Screen scraping may be on the way out in Europe, but Australian regulators see no reason to ban it just yet.
The practice of using a program to pull information off screens has become a controversial topic with the EU having banned it and several big financial companies openly opposing screen scraping.
For instance, JPMorgan banned the practice in February. Any FinTech business still using the practice will be banned from accessing the investment bank’s data.
In Australia, the Commonwealth Bank of Australia has previously advised its customers against giving access to their credentials to FinTech firms using screen scraping, saying the lender view it as a security risk.
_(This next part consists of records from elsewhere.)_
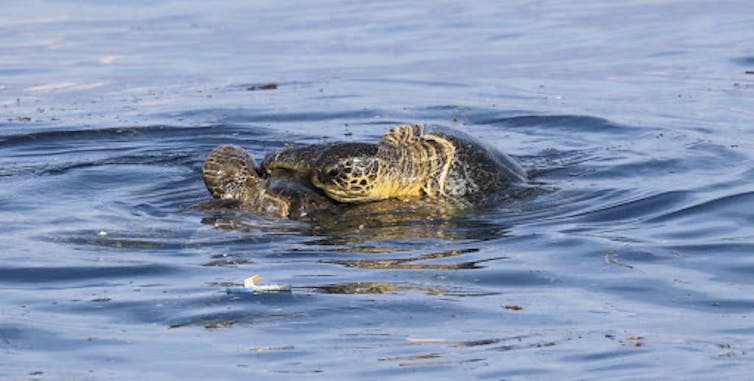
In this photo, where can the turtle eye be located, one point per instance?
(332, 171)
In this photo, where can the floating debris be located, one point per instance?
(264, 86)
(250, 287)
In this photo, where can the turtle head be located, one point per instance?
(348, 172)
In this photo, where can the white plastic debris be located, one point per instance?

Nevertheless, the Australian Securities and Investments Commission (ASIC) told the senate during a hearing that it was not intending to stop the practice of consumers giving FinTechs access to their data for use in other financial services, Which-50 reported. ASIC added that the regulator saw no evidence that allowing screen scraping would harm customers.
The Australian Competition and Consumer Commission (ACCC) has previously voiced a similar opinion.
Rebecca Schot-Guppy, general manager of FinTech Australia, the body championing the Australian FinTech industry, welcomed the decision.
She told the senate committee that there was no need to ban the practice before the new Consumer Data Right (CDR) is introduced later this year. Many believe that the new rules and open banking, which will make it easier for consumers to transfer their data between different providers via APIs, will make the screen scraping redundant.
“From our perspective, the reasonable conclusion is that no attempt should be made to outlaw screen scraping until CDR and CDR data is readily available across the economy,” Schot-Guppy said.
“More broadly, the CDR should be implemented in a manner that is easier to access, provides better functionality and is cheaper than scraping. This will remove the need for companies to use screen scraping to obtain specific confidential financial data.”
Robert Bell, CEO and founder of 86 400, the Australian challenger bank, also told the committee that only big firms are against screen scraping because the ban would give them an unfair advantage, Yahoo Finance reported.
“I would argue that the loudest voices on this, in terms of anti-screen scraping, are those who have the most to lose from it, that is, the big banks because they don’t want customers to see their data,” Bell said.
While several other FinTech startups have joined him in welcoming the decision, some are not in a similar celebratory mood.
“Screen scraping is problematic because the data holder doesn’t know that it’s not [the customer],” Lisa Schutz, founder and CEO of Verifier, the income verification startup, said on a Gartner panel in February. “And that has all sorts of risks, cybersecurity implications [and] privacy implications.”